Ingo Schulze

Zu Gast im Westen

Aufzeichnungen aus dem Ruhrgebiet
Cover: Zu Gast im Westen
Wallstein Verlag, Göttingen 2024
ISBN 9783835355835
Gebunden, 344 Seiten, 24,00 EUR

Klappentext

Seit über dreißig Jahren betrachtet der Westen den Osten. Als Gast im Westen beschreibt Ingo Schulze, dass die Wirklichkeit immer jener Ort ist, der jenseits der Erwartung liegt. Ein halbes Jahr verbrachte Ingo Schulze von Oktober 2022 bis März 2023 im Ruhrgebiet als "Gast im Westen". Was ihn interessierte? "Einen Plan hatte ich nicht. Und erst allmählich begann ich meine 'Methode' zu erkennen: Wenn mich jemand einlud, bin ich hingegangen. Es gibt wohl kaum ein unsystematischeres Vorgehen. Aber jeder Plan wäre mir nicht weniger willkürlich erschienen." So entstanden ganz unterschiedliche Betrachtungen, Porträts, Reportagen - eine Grundschule, in der die Musik die Rolle der Sprache übernimmt, weil zu wenige Kinder Deutsch sprechen; ein Stadionbesuch mit einem Polizeipräsidenten a. D., der nicht mehr das Wort "Clankriminalität" aussprechen wollte, es aber musste; ein Konzert im Alfred Krupp Saal der Essener Philharmonie führt zur Geschichte der Firma Krupp, zu den längsten Arbeitskämpfen der BRD und zu Europas größtem Binnenhafen; die Ruhe eines Kriegsgräberfriedhofs erscheint nicht mehr selbstverständlich; der Slapstick einer Theateraufführung setzt sich in der Wirklichkeit fort - über allem wabert ein Duft von Döner und Gyros und im Ohr hallen die Gesänge der Fußballfans nach.

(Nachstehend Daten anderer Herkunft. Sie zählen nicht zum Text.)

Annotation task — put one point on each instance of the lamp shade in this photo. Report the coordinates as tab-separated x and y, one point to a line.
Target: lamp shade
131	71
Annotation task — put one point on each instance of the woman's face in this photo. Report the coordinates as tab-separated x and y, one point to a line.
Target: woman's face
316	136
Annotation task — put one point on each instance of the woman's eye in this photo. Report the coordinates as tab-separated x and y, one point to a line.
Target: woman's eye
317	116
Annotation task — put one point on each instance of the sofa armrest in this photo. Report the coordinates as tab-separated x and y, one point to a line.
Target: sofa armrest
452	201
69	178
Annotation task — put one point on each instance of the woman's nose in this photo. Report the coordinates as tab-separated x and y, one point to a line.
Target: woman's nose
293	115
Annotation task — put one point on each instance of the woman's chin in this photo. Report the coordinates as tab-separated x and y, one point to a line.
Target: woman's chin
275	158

Rezensionsnotiz zu Deutschlandfunk, 18.04.2024

Eine wunderbare Liebeserklärung ans Ruhrgebiet hat Ingo Schulze in seiner Zeit als Metropolenschreiber Ruhr verfasst, findet Rezensent Oliver Jungen. Schulze beschreibt die Gegend laut Jungen als eine hochgradig künstliche Landschaft, die nach wie vor geprägt ist von der industriellen Ausbeutung des Bodens. Wir begegnen in seinem Buch einer ganzen Reihe warmherziger Menschen, die sich für die Gemeinschaft engagieren und die Herausforderungen, vor der die Region steht, im Großen und Ganzen gut meistern, erzählt der Rezensent. Sprachlich ist Schulze weniger am Experiment als an einem ehrlichen Reportagetonfall interessiert, meint der Kritiker, der außerdem anmerkt, dass der Autor immer wieder seine eigene Herkunft als Ostdeutscher in das Buch einfließen lässt. Zum Beispiel mit Blick auf das Thema Arbeit eröffnen sich dabei in Jungens Darstellung Parallelen zwischen dem Osten und dem Ruhrgebiet. Es ist gerade Schulzes neugierige, zugewandte Besucherperspektive, die das Buch für Jungen zu einem Gewinn macht.

Rezensionsnotiz zu Süddeutsche Zeitung, 26.03.2024

Ein insgesamt schönes Buch ist entstanden aus Ingo Schulzes Zeit als Stadtschreiber im Ruhrgebiet, wo der Autor zwischen Herbst 2022 und Frühjahr 2023 zugegen war, meint Rezensentin Sonja Zekri. Einige der schönsten Passagen widmen sich laut Zekri dem Fußball, zum Beispiel der eigenartigen Zeitlichkeit im Stadion, wobei andererseits manche Formulierungen auch etwas arg pathetisch daher kommen. Überhaupt hat das Buch einige Längen, findet die Rezensentin, was ihr jedoch gefällt, ist die offene Art, mit der Schulze seinen diversen Gesprächspartnern begegnet. Als ein zentrales Thema stellt sich dabei die Rolle der Arbeit heraus, lesen wir, auch im Abgleich mit der ostdeutschen Heimat Schulzes. Wo im Osten, so Zekri mit Schulze, körperliche Arbeit nach dem Ende der DDR abgewertet wurde, wird sie im Pott überhöht, was auch nicht der Wahrheit letzter Schluss sein kann. Insgesamt füge sich das Buch zu einem eigensinnigen Blick auf eine von industrieller Ausbeutung der Natur geprägte Gegend. Gern sitzt Zekri mit Schulze in Duisburg am Zusammenfluss von Ruhr und Rhein und blickt in den Abendhimmel.